It is the nature of the beast that given a set of rules the teams will push to the absolute limit, and, in some cases, beyond.
Only last season, despite its denials, Ferrari's revival following the summer break was derailed once questions were raised over the legality of its engine and the FIA began issuing its infamous directives.
Self-confessed poacher turned gamekeeper, Ross Brawn, who heads the technical side of the sport and who himself fully pushed the boundaries as a technical director, most famously the double diffuser which saw his own team claim both titles in 2009, reveals that changes to the sport's complicated governance should allow the powers that be to react quicker when rules breaches are suspected.
"The governance in the past has been the teams have to all agree to make a change," he tells the official F1 website. "We're pushing through governance where we can make changes much more on short notice than at the present time.
Currently, changes can only be made to the regulation once the season is over. This will change in 2021.
"If you exploit a loophole in the future, you can be shut down at the next race," he warns, "which you could never do now. So the Brawn diffuser - as it happens, there were three teams that had it, so it would have carried on - but if one team stands out there with a solution that has never been conceived, and has never been imagined, and destroys the whole principle of what is trying to be done, the governance would allow, with sufficient support from the other teams, to stop it. This is a whole different philosophy.

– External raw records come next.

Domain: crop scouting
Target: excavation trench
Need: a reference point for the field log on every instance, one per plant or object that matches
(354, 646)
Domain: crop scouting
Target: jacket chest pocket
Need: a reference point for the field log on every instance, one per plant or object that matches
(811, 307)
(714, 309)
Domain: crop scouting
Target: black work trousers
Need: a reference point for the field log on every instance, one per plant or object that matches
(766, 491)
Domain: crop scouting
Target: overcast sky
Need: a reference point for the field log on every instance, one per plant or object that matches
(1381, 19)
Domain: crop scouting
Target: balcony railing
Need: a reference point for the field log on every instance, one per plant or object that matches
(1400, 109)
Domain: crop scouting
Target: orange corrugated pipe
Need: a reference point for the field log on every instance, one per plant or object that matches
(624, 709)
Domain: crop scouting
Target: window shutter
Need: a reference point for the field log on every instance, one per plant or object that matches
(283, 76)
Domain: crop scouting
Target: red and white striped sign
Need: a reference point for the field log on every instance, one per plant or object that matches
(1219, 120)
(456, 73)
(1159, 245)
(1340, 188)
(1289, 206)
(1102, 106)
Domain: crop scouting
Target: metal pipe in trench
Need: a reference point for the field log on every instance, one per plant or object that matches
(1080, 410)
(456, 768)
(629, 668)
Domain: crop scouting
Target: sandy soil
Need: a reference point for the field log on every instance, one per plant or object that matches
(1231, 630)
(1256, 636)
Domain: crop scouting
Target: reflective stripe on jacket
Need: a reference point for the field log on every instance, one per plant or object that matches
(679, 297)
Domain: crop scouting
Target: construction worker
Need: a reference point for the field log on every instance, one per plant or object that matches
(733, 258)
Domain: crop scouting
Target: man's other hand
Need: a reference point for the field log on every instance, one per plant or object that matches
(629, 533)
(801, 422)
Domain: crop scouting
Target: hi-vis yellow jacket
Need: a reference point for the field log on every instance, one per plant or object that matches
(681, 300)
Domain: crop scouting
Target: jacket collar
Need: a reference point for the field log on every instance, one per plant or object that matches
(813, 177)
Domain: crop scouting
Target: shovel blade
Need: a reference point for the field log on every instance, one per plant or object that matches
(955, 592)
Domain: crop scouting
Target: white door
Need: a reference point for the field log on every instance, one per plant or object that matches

"Then what happens is someone who has a loophole thinks, 'Do I want to use it or do I want to tell the FIA about it as it wasn't intended?'. You've found a loophole in the regulations and you turn up at the first race and the FIA say, 'Sorry chap, that wasn't intended, we're going to hold a meeting now and if everyone agrees, apart from you, we'll stop it'."
The Briton says that the move is aimed to prevent teams exploiting anything which "corrupts the principle" while insisting that it is not intending to stifle innovation.
"A great idea is the exploitation of the regulations within what was intended. If someone comes up with something that was a play on the words, or some interpretation that was never intended, it completely corrupts the principle," he says. "What is the choice? Either live with it for a year, and have something which is not a great competition, or we change it, put it right and get the competition back to where it is."
It's understood that whereas the ten teams currently have to agree to any changes during the season unanimously, from 2021 the ten teams, F1 and the FIA would each have 10 votes, and while a majority of 25 would allow change for the following season, a majority of 28 would permit immediate action.
"Would you take that risk of going into the championship with an interpretation that was risky if you knew it could be stopped?" says Brawn. "Therefore, the evolution and the way those things will develop will be different. The philosophy would be different.
"What we don't want - and I say this with some hypocrisy - is that we don't want a championship being won because of a loophole.
"We want people with an understood set of regulations that will be the best at what they do. I think they have to rely on us and the FIA, that we're not going to penalise someone who has a great idea. That is subjective. But is a great idea the fact that someone put a comma in the wrong place in the regulations which means a lawyer can interpret it in a diverse way? I don't think it is."